Beyond Adaptive Preferences: A Different Model of “Hard Cases” for Feminism
Feminist critique is a kind of moral critique of things and people that contribute to the inequality or oppression of women. But an important challenge for feminists quickly arises: what should feminists say about women who participate in and endorse practices that contribute to or constitute the oppression of women?
Many feminists understand such participation via the lens of “adaptive preferences,” i.e. preferences that have been shaped by conditions of oppression to favor those conditions (e.g. Nussbaum 1999). However, this puts feminist critics in the position of critiquing the apparently free choices of adults, and it risks critiquing “legitimate but unfamiliar conceptions of the good” (Khader 2012, 302) while impugning the agency of precisely those who they are centrally concerned to protect and uplift, rendering them as “dupes of the patriarchy” (Narayan 2002). On the other hand, regarding endorsed norms or practices as legitimate risks abandoning feminist critique (since most objects of feminist critique have women who defend them).

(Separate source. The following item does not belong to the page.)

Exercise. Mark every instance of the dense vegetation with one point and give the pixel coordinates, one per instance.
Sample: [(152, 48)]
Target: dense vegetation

We can recognize the rationality of women who participate in and endorse oppressive practices, and understand feminist critique as a sort of moral critique of the women and practices by adopting an understanding of gendered practices as norm-governed, suboptimal Nash equilibria for social coordination. Such a model sees participants in oppressive, gendered social practices as rational, and without better individual alternatives. But it sees feminist critique as a fundamental sort of moral critique – a critique of “altruism failures” (Kitcher 2011) that make everyone worse off than they might otherwise be.
The model also avoids commitment to specific, substantive conceptions of the good which are likely to involve question-begging assumptions in the context of cross-cultural critique. Thus, this model offers a new and normatively better explanation of what Natalie Stoljar (2013) has called “hard cases” for feminist accounts of autonomy.